Jos goes to look at the unused packets stashed under her mattress. And at the photos on Tom Hobson’s site of the drugs he’s talking about.
She texts Ryan. Secret phone, burner, he changes it every three weeks.
Ryan says, ‘Do you really believe your mom’s made a deal with a drug cartel?’
Jos says, ‘I don’t believe that, if she had the opportunity, she wouldn’t.’
It’s Jocelyn’s day off.

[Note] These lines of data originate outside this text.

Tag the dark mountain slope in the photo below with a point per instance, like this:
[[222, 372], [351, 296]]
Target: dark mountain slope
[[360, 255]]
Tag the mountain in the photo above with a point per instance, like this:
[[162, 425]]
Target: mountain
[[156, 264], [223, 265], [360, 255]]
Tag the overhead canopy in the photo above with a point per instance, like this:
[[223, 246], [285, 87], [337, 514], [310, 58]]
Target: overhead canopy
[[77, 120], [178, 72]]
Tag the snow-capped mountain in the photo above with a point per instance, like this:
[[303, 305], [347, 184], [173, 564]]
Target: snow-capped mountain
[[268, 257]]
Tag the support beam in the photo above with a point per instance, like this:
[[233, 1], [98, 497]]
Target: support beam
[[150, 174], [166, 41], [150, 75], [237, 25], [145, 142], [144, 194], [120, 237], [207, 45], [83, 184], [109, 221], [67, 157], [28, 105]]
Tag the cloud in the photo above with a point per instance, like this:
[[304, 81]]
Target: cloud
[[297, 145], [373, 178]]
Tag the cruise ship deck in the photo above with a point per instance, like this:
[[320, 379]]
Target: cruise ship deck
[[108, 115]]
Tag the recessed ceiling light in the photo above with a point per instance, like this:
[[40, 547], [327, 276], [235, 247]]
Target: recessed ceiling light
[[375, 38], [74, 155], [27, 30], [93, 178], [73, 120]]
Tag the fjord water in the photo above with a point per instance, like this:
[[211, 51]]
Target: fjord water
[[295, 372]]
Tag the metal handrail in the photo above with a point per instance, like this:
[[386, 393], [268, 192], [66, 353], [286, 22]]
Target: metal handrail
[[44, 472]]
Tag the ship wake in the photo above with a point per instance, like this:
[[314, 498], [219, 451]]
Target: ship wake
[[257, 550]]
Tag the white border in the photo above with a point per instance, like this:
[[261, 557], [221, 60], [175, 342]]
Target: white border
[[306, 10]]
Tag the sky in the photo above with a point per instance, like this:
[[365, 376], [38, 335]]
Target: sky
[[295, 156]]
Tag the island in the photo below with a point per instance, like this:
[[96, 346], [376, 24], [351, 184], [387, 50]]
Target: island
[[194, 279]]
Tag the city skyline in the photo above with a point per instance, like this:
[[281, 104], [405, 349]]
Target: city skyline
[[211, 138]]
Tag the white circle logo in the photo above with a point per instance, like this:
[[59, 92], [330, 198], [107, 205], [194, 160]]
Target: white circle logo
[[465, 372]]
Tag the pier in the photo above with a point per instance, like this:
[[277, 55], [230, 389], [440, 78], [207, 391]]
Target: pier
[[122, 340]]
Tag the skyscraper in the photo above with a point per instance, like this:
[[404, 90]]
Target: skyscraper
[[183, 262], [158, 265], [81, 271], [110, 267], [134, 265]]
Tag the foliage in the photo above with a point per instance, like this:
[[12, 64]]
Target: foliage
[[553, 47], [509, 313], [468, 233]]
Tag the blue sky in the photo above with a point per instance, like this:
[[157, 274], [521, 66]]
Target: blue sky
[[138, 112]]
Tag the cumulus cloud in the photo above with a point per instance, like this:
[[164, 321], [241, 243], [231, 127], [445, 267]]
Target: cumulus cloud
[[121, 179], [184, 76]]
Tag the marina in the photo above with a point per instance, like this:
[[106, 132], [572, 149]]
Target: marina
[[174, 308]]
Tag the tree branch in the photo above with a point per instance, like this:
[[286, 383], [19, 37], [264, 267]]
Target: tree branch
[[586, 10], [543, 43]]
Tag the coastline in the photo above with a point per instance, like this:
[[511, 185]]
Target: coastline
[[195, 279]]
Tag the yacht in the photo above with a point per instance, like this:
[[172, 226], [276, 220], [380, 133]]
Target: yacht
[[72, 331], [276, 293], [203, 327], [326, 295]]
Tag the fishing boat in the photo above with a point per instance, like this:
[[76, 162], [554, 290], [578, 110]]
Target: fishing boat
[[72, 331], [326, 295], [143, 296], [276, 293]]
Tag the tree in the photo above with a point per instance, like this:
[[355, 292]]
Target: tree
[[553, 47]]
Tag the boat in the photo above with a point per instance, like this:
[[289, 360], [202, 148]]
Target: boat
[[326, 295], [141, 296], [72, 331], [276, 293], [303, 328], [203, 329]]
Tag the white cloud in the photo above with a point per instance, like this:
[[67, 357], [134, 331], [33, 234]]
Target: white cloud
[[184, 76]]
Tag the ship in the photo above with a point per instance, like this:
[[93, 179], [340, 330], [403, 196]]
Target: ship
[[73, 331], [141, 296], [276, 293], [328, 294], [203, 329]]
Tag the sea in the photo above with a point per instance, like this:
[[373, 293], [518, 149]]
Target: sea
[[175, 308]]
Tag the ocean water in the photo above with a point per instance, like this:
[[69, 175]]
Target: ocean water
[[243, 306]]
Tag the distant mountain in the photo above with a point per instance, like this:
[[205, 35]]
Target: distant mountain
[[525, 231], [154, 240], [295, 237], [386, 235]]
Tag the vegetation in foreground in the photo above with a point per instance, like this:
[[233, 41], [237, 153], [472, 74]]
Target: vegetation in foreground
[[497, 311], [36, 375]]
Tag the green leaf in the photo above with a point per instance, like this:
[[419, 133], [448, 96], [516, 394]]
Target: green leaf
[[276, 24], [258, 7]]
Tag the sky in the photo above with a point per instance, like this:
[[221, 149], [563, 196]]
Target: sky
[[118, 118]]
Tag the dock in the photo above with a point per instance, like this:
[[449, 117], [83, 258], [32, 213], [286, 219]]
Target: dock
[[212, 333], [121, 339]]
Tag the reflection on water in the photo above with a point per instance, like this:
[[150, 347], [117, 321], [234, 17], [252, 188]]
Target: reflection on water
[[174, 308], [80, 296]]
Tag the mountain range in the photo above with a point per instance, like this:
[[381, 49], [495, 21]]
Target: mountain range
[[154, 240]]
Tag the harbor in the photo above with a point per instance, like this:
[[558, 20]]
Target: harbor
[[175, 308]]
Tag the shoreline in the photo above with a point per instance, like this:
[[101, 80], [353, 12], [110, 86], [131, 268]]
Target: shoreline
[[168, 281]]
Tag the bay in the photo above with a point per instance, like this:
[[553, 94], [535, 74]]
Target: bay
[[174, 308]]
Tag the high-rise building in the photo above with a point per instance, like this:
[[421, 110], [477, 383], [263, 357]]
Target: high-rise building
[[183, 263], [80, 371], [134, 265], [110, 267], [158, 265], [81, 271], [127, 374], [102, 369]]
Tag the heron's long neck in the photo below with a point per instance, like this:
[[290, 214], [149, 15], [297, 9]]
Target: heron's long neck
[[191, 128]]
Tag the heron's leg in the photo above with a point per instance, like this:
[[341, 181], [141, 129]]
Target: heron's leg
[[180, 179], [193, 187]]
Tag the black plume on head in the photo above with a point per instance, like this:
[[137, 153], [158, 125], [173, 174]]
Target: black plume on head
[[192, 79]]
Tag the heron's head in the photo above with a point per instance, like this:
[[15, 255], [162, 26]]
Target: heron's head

She signs a jeep out from the base – she’s just going for a country drive, meeting up with some friends, that OK? She’s the daughter of a Senator tipped to run for the big house at the next election and a major stakeholder in NorthStar. Of course it’s OK.
She consults the print-outs of the maps from Tom Hobson’s website. If he’s right, one of the drug manufacturing centres in Bessapara is only about forty miles away. And there was that weird thing that happened a few weeks earlier: some of the girls from the base chased an unmarked van through the forest. The driver shot at them. They lost it in the end, and reported it as possible North Moldovan terrorist activity. But Jos knows what direction it was heading in.
There’s a lightness in her as she gets into the jeep. She’s got a half-day furlough. The sun is shining. She’ll drive down to where the place should be and see if she can see anything. She’s feeling light-hearted. Her skein is humming strong and true as it always does now, and she feels good. Normal. It’s an adventure. Worst comes to worst, she’ll have had a nice drive. But she might be able to take some photos to put online herself. But it might come out much better than that; she might find something that would incriminate her mother. Something she could email Margot and say: If you don’t back the fuck off and let me go and live my life, these are going straight to the Washington Post. Getting photographs like that … that wouldn’t be a bad day at all.